254 - vers ma Marie
Je n’ai plus peur dans le Manoir des Suburbs. Debout devant la machine à écrire, je me penche pour lire : « CCLIII - le Mélange de leurs Entrailles ». Ça a l’air à jour. Il faudra que je regarde aussi dans la Bible de Paloma dans mon bureau en M72. Je me retourne pour sourire à Énola, elle est si belle ici loin de tout. À la maison elle n’arrêtait pas de dormir. Ici, elle a un rapport intime avec l’eau de la Cascade de Jouvence. C’est encore là que je l’ai trouvée en arrivant. On s’installe en terrasse pour boire le thé. C’est à elle de parler en première :
- Il s’en passe des choses. Ça fait longtemps que je suis partie ?
- Aucune idée, aucun calendrier. Faut regarder dans la Bible à côté.
- Et Brigitte dans tout ça ? Qu’est ce qu’elle en pense ?
- Libérée, délivrée, c’est décidé, elle s’en va. Enfin, elle reste dans sa gare, avec Izzy, à Laguna, City. J’ai vu Brigitte hier, en tête à tête, enfin en fesses à ventre surtout. On restes connectées, ensemble, et pas que par nos seins ou nos ventre. Avec ma nouvelle anatomie c’est beaucoup plus efficace pour partager nos fluides intimes. Je te montre ?

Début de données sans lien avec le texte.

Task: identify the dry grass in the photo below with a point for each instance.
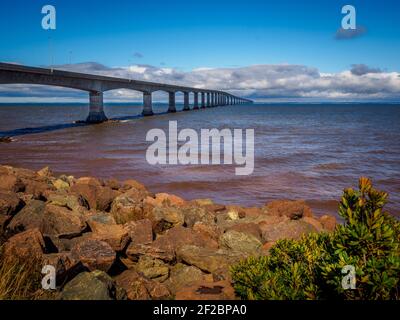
(21, 280)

On pose nos tasses et je m’assois sur ses genoux. Énola reste plus grande que nous toutes. Je caresse sa joue douce et chaude et je plonge sa main dans sa chevelure dense de fausse blonde pour lui masser les racines de sa nuque. Ses yeux se révulsent et elle expire, je lui vole un baiser en mordant ses lèvres et d’une main ferme je presse son sein gauche. Une douce odeur de phéromones nous embaume. C’est ma dernière tournée d’adieu sur les trois déesses de mon existence et je termine par Énola en prenant mon temps et le sien dans le néant des Suburbs. Je bois goulûment à ses mamelles pour prendre les forces que je vais lui rendre en la chevauchant dans la sueur jusqu’à la nuit. En rentrant j’aimerais choisir une destination où personne ne m’attend, où me retrouver seule avec moi-même pour une fois. Mais c’est à Sainte-Claire que je vais parce que je sais qu’elle est là, coincée dans sa Cathédrale à faire les cent pas et murmurer en latin telle une autiste bipolaire à faire sa chorégraphie obsessionnelle autour de l’autel. Je m’approche pour la sortir de là et je l’arrête net en prononçant son nom :
- Paloma. Tu as besoin d’être sauvée. Par moi, Jenna. Prends ma main.
Et on sort. Libres. Dans la nuit. En amies. Tout simplement. L’éternité, c’est pas plus compliqué que ça. Je la ramène chez elle, chez Gloria où notre rouquine préférée nous voit arriver, inquiète. Je regarde Paloma, je lui souris et je remets sa main à ma gloire passée, Gloria qui la récupère avec un regard chaleureux de reconnaissance. Je rentre aussi vers ma Marie.